Yes, Bane did have a bomb that was going to blow up the city. But that just means that Nolan's message ended up being "violent socialist revolutions are alright, provided that no one stumbles on any experimental nuclear weapons."
4 Breaking Bad: Walt's Evil HMO Was Right
Sony Pictures Television
For those who have been sequestered with a jury since 2008, here's the basic plot of Breaking Bad: Walter White is a middle-aged chemistry teacher and a general life-failure victim who gets diagnosed with late-stage lung cancer. He decides to cook meth in order to support his family and pay for super-expensive cancer treatment that's not covered by his HMO. This second part has been widely interpreted as a political message, judging by all the "Canadian Breaking Bad" jokes floating around the Internet:
These comics and articles miss the fact that Walt first decided to cook before he found out about the badass cancer-fighting doctor, but they do seem to have a point: If Walt's HMO had just agreed to pay up, Walt could have closed down his meth kitchen after his first batch, and all the bad shit that happened after that could have been avoided. In this version of the show, Walt and Jesse spend the next four seasons driving around the country in their RV, solving crime and giving chemistry lessons to underprivileged students. Hector Salamanca releases a Christmas album. Hank gets a full-body purple tattoo and solves his and Marie's marriage problems. Gale marries Ron Paul. Everyone could have been happy. Thanks a lot, America.
Sony Pictures Television
In this alternate reality, the plane crash was caused by an air-traffic controller who stayed up late watching Bar Rescue.
Why It Falls Flat:
In the first episode, Walt is told by his HMO-approved doctor that his "inoperable" cancer gives him "a couple of years" to live. Walt rejects this downer diagnosis and chooses an out-of-network cancer-killing regimen that he pays for with his meth wages. Now, how long would Walt have lived if he'd survived long enough to die of cancer, rather than from the dragon that swooped down and killed him in the final scene (man, that was one unexpected twist ending)? Judging by his awful health in the last episodes, the answer is: about two years. In other words, Walt's out-of-network treatment with the "oncology dream team" doesn't actually achieve anything, except maybe provide an excuse to wear an awesome hat.

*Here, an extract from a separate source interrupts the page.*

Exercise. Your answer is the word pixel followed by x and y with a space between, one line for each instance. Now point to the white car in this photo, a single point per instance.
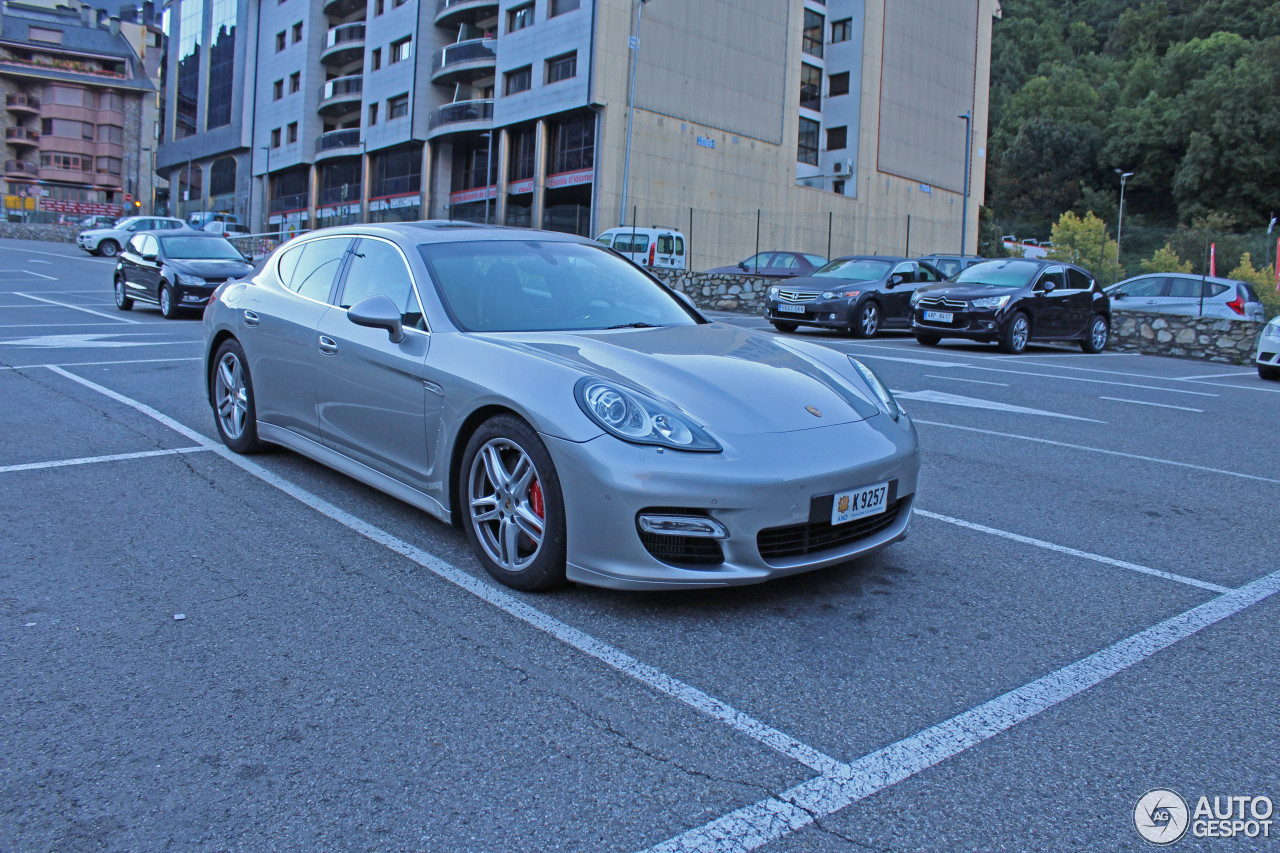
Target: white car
pixel 1269 350
pixel 108 241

Many fictional characters gave their lives to allow this sexy Halloween costume to live.
Don't get me wrong, insurance companies can be dicks about denying optimal treatment, but in this case Walt's HMO did nothing wrong. If there is no advantage for a patient going out-of-network, then an insurance company has no obligation to pay for it, any more than it is obligated to cover experimental treatment based on visualizing unicorns. So, rather than a grim commentary on the American health-care system, we should see Breaking Bad for what it is: a really good advertisement for term life insurance.